Thompson Kara, Stockwell Tim, Wettlaufer Ashley, Giesbrecht Norman, Thomas Gerald
Department of Psychology, St. Francis Xavier University, 2323 Notre Dame Ave., Antigonish, NS, B2G 2W5, Canada.
Centre for Addictions Research of BC, University of Victoria, Victoria, BC, Canada.
J Public Health Policy. 2017 Feb;38(1):39-57. doi: 10.1057/s41271-016-0051-y.

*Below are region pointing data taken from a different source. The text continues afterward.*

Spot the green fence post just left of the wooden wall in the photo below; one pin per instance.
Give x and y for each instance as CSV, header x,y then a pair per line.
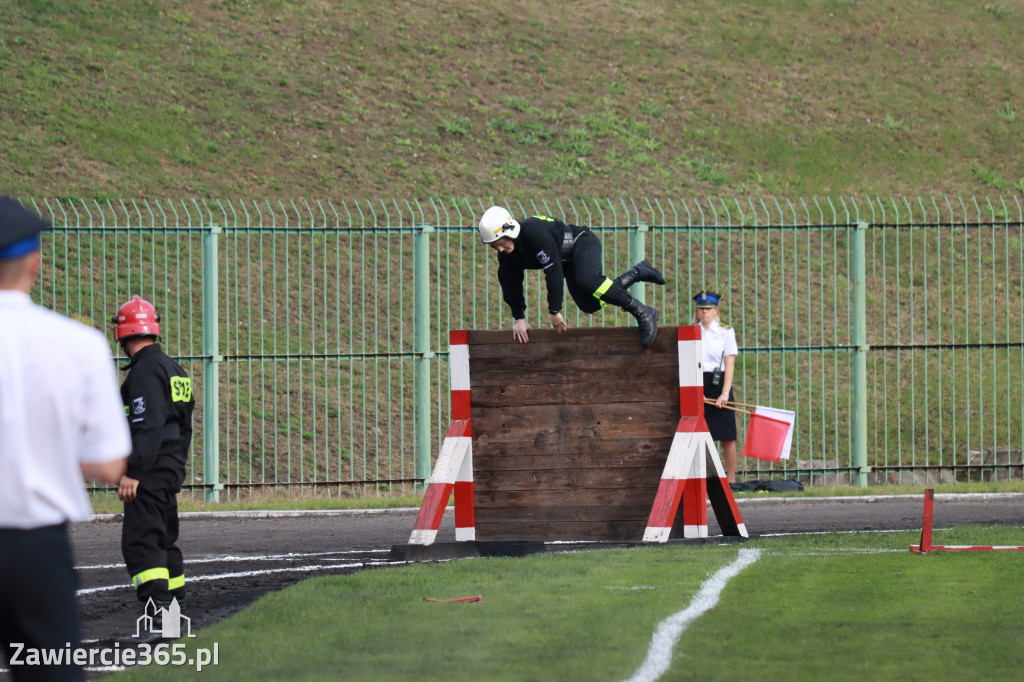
x,y
423,355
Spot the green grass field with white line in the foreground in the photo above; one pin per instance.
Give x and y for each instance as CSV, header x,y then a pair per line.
x,y
848,607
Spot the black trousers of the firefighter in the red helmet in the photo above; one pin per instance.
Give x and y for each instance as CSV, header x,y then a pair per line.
x,y
149,539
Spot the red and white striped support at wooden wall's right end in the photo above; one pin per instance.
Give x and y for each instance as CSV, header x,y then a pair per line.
x,y
686,477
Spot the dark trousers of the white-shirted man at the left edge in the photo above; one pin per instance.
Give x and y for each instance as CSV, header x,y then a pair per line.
x,y
38,608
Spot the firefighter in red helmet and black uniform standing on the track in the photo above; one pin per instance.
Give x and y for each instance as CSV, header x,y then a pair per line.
x,y
158,400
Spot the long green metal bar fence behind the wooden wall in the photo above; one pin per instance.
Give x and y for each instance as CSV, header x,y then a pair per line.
x,y
318,331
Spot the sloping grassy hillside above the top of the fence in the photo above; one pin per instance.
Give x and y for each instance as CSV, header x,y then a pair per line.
x,y
524,99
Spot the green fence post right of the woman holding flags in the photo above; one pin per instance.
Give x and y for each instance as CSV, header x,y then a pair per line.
x,y
861,356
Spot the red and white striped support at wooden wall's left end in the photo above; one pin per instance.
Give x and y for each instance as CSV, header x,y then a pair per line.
x,y
454,471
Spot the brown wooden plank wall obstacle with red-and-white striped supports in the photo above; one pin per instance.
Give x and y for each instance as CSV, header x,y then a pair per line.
x,y
577,437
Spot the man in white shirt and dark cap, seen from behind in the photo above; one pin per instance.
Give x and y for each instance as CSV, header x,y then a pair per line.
x,y
61,420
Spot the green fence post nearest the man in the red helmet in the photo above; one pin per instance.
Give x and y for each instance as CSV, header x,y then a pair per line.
x,y
211,366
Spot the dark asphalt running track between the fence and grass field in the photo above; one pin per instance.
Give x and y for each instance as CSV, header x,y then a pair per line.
x,y
233,559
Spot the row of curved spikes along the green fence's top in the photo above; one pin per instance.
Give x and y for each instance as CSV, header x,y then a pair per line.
x,y
721,212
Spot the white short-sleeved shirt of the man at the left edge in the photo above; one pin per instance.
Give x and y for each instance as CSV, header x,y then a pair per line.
x,y
60,406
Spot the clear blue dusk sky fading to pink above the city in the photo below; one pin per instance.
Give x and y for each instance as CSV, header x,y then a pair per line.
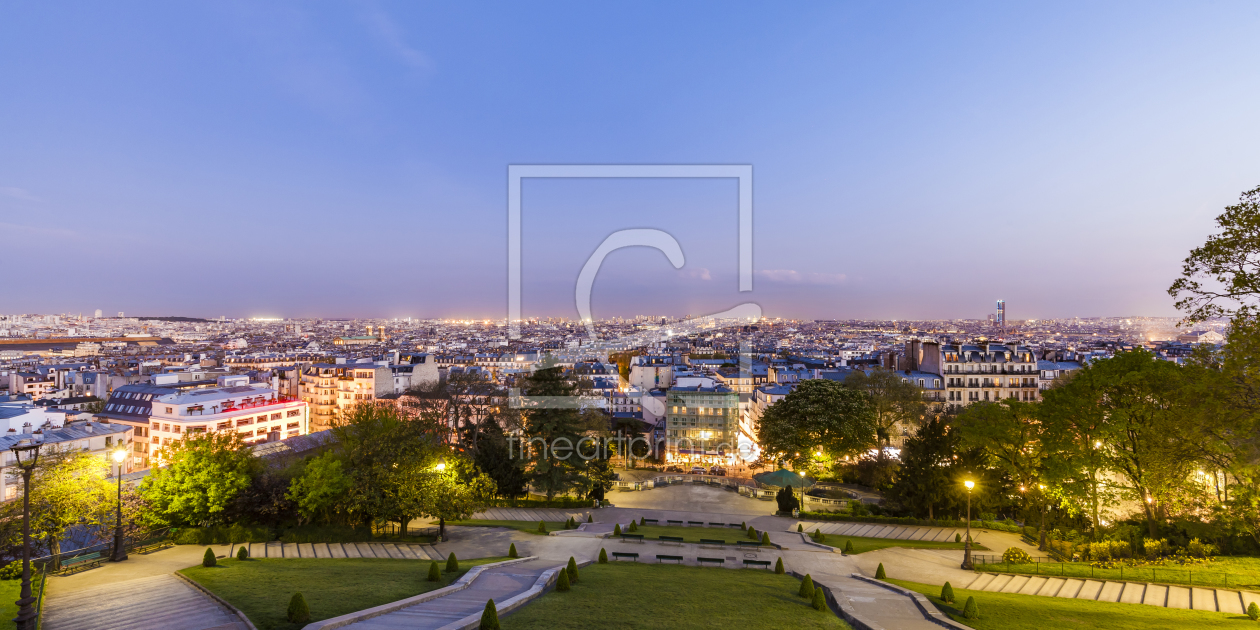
x,y
910,161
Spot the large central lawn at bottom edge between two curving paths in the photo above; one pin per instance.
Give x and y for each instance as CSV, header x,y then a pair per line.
x,y
632,597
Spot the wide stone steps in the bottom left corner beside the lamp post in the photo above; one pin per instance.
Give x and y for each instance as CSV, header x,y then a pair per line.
x,y
148,603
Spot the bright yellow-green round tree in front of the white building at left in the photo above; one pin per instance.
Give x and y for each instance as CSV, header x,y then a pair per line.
x,y
206,473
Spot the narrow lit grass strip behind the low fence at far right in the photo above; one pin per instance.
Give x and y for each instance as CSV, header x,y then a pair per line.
x,y
1229,573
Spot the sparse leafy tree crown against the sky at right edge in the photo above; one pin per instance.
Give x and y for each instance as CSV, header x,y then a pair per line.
x,y
1223,277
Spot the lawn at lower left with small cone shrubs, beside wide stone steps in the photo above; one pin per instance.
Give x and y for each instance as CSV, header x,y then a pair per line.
x,y
261,589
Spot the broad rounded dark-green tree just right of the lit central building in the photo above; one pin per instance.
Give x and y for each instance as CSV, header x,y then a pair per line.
x,y
817,415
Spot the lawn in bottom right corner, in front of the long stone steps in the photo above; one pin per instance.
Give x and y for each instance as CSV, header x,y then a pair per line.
x,y
1011,612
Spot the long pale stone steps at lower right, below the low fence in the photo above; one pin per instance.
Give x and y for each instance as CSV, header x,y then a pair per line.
x,y
1189,598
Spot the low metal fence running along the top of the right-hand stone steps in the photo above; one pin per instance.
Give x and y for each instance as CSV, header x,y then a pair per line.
x,y
1084,570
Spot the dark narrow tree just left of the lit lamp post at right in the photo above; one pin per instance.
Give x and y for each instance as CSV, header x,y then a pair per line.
x,y
927,474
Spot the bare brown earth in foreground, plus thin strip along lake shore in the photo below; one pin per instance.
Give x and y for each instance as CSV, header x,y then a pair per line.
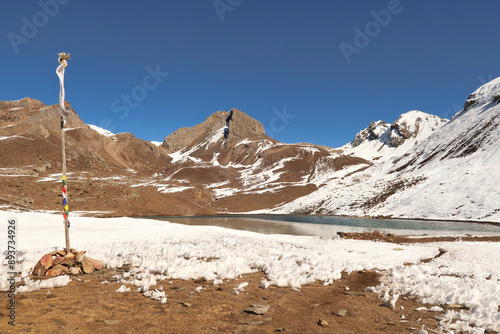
x,y
87,306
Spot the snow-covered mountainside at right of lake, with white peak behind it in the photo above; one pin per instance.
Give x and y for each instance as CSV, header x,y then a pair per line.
x,y
452,171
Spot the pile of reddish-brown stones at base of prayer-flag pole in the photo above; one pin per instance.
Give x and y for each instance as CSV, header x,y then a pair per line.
x,y
61,262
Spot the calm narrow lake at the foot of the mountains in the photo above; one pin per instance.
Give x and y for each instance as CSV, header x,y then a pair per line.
x,y
330,225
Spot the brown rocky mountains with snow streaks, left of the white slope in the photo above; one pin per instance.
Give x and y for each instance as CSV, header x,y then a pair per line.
x,y
226,163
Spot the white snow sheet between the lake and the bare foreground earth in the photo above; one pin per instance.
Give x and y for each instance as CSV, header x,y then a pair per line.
x,y
467,273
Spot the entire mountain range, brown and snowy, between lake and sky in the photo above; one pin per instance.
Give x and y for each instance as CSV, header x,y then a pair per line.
x,y
419,166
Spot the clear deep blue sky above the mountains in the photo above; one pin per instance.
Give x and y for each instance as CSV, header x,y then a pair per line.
x,y
263,56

There is an interest globally in using Minimum Unit Pricing (MUP) of alcohol to promote public health. Canada is the only country to have both implemented and evaluated some forms of minimum alcohol prices, albeit in ways that fall short of MUP. To inform these international debates, we describe the degree to which minimum alcohol prices in Canada meet recommended criteria for being an effective public health policy. We collected data on the implementation of minimum pricing with respect to (1) breadth of application, (2) indexation to inflation and (3) adjustments for alcohol content. Some jurisdictions have implemented recommended practices with respect to minimum prices; however, the full harm reduction potential of minimum pricing is not fully realised due to incomplete implementation. Key concerns include the following: (1) the exclusion of minimum prices for several beverage categories, (2) minimum prices below the recommended minima and (3) prices are not regularly adjusted for inflation or alcohol content. We provide recommendations for best practices when implementing minimum pricing policy.
全球都对采用酒精最低单位定价(MUP)来促进公众健康感兴趣。加拿大是唯一实施并评估了某些形式最低酒精价格的国家,尽管其实施方式未达到MUP的标准。为了为这些国际辩论提供信息,我们描述了加拿大的最低酒精价格在何种程度上符合作为一项有效公共卫生政策的推荐标准。我们收集了关于最低定价实施情况的数据,涉及以下方面:(1)应用范围;(2)与通货膨胀挂钩;(3)酒精含量调整。一些司法管辖区在最低价格方面实施了推荐做法;然而,由于实施不完整,最低定价在减少危害方面的全部潜力尚未完全实现。主要问题包括:(1)排除了几类饮料的最低价格;(2)最低价格低于推荐的最低标准;(3)价格未定期根据通货膨胀或酒精含量进行调整。我们为实施最低定价政策时的最佳做法提供了建议。